Das erste Statement von Piotr Kuroczyński stellt die Entwicklung und Bewertung einer anwendbaren Methodik für die hypothetische historische 3D-Rekonstruktion auf der Grundlage eines gemeinsamen theoretischen Ansatzes vor. Im Fokus des Impulses steht die Frage nach dem kleinsten gemeinsamen Nenner und dem Mehrwert einer Standardisierung für die Nachhaltigkeit und Wiederverwendbarkeit der Arbeitsergebnisse einer 3D-Rekonstruktion (Kuroczyński et al., 2023). Zur Sprache kommt dabei die Heterogenität hinsichtlich der Anforderungen an eine 3D-Rekonstruktion, die Vielfältigkeit der Datenformate und der Modellierungsmethoden sowie die Praxis bei der Dokumentation und Veröffentlichung der Forschungsdaten.
Mögliche zur Diskussion und Reflexion gestellte Fragen: Inwieweit ist eine Standardisierung und Normierung einer digitale 3D-Rekonstruktion vorstellbar und umsetzbar, um als wissenschaftliche Forschungsmethode anerkannt zu werden? Wer ist die Community und worauf kann (muss) sie sich einigen, um Praxisregeln einer guten Forschung gerecht zu werden?
Das zweite Statement von Sander Münster nimmt die Frage nach der Methodik, der Dokumentation und Veröffentlichung auf und beleuchtet diese unter den derzeitigen Entwicklungen im Bereich von Computer Vision und der künstlichen Intelligenz. Dabei werden Bezüge zu den Forschungsprojekten auf nationaler und europäischer Ebene hergestellt. Hier wird u.a. die (semi-)automatische 3D-Rekonstruktion von ganzen Städten unter zu Hilfenahme von den digitalisierten, georeferenzierten Quellen in den Landes- und Universitätsbibliotheken und Archiven vorgestellt.
Mögliche zur Diskussion und Reflexion gestellte Fragen: Lassen sich 3D-Rekonstruktionen automatisiert erstellen und wo liegen episthemische, methodische und technologische Grenzen?

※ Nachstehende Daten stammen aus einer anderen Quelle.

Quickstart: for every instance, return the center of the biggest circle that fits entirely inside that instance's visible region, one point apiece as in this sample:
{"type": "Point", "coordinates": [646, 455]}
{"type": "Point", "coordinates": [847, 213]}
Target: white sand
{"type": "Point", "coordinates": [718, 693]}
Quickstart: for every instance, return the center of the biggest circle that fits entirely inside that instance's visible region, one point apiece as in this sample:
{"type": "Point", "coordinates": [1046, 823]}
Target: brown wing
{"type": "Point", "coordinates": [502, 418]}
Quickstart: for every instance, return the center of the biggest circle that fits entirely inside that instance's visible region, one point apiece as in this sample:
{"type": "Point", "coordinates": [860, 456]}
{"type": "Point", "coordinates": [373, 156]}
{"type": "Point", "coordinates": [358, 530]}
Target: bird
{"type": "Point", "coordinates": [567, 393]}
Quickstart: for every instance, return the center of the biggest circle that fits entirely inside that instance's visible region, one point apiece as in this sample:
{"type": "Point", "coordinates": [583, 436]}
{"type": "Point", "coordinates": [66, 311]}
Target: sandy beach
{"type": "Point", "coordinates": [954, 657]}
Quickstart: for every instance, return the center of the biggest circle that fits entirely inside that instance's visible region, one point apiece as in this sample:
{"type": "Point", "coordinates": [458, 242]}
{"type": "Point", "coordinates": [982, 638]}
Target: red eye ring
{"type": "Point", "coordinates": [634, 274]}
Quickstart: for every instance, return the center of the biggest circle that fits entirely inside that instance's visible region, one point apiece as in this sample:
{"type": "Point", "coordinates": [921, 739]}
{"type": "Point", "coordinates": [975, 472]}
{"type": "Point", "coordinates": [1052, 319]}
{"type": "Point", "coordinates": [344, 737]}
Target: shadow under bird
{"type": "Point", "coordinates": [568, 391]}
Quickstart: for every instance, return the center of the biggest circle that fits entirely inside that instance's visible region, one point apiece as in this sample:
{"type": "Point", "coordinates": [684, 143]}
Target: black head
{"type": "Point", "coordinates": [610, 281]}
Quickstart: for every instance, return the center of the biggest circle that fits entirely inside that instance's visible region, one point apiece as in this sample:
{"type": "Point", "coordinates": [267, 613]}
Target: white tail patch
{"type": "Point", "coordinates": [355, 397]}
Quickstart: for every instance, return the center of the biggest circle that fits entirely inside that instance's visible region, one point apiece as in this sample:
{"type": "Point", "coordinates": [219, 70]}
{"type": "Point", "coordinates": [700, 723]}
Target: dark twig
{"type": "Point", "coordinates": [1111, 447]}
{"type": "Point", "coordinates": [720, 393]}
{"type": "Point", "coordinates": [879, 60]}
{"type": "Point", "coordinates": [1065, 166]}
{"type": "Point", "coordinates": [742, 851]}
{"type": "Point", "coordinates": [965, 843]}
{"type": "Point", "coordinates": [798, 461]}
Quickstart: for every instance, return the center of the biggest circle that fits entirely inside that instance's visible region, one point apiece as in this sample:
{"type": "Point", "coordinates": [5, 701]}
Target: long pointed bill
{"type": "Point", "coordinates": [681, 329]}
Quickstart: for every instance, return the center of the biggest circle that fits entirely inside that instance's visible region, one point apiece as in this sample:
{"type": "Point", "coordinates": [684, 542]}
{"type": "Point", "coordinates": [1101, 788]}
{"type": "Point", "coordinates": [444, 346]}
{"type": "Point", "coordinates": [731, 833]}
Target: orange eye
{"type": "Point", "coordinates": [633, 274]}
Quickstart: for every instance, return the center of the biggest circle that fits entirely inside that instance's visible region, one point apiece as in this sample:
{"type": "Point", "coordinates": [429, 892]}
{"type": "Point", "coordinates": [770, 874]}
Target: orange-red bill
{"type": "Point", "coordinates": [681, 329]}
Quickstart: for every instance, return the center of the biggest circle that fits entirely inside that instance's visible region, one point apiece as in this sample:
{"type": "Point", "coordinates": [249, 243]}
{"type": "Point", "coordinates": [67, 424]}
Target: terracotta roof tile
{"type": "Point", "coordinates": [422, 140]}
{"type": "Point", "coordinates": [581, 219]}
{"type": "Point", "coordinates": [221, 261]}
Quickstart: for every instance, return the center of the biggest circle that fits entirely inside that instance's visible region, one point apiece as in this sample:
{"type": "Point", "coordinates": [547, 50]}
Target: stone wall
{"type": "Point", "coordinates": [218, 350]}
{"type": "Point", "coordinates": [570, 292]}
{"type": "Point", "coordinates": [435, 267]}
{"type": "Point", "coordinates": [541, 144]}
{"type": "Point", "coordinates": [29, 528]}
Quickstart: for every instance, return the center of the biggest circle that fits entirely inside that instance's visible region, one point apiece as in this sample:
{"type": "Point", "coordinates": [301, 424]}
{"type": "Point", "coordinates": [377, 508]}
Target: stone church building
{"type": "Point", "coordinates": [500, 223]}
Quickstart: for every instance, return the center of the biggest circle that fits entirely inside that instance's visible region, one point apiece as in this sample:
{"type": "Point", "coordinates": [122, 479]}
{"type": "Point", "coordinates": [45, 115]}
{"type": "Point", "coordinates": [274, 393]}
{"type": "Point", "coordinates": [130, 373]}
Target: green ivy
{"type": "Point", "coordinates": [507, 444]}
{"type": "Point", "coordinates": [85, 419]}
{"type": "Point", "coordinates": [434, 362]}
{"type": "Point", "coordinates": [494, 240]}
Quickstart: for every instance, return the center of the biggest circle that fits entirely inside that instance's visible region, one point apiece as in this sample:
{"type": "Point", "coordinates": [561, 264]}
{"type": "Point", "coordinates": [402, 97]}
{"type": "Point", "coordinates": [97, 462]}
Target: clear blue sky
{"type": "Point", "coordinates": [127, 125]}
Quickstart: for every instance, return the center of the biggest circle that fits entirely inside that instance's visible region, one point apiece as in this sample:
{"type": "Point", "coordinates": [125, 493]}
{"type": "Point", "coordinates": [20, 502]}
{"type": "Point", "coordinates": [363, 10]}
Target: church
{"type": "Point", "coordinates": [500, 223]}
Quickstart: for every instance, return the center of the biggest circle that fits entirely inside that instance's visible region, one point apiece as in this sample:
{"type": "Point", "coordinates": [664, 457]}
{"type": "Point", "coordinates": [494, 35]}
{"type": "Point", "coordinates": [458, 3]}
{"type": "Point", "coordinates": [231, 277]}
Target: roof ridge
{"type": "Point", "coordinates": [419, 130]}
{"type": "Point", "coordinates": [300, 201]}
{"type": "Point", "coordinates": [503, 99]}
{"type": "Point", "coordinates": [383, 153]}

Welche Trends und Perspektiven ergeben sich dafür auf europäischer Ebene?
Das dritte Statement von Ina Blümel nähert sich dem Thema aus der Perspektive von Open Science, Open GLAM und digitalen Forschungsinfrastrukturen, unter anderem der NFDI. Dabei wird der Blick auf die Erstellung und kontinuierliche Anreicherung des digitalen Kulturerbes mit den Anforderungen von Forschenden, GLAM-Expertinnen und -Experten und verschiedenen anderen Zielgruppen gelenkt. Von Bedeutung ist dabei auch die Darstellung der Kooperation zwischen den Produzierenden und Nutzenden von digitalen 3D-Materialien und die daraus abgeleiteten Anforderungen für nachhaltige Dienste.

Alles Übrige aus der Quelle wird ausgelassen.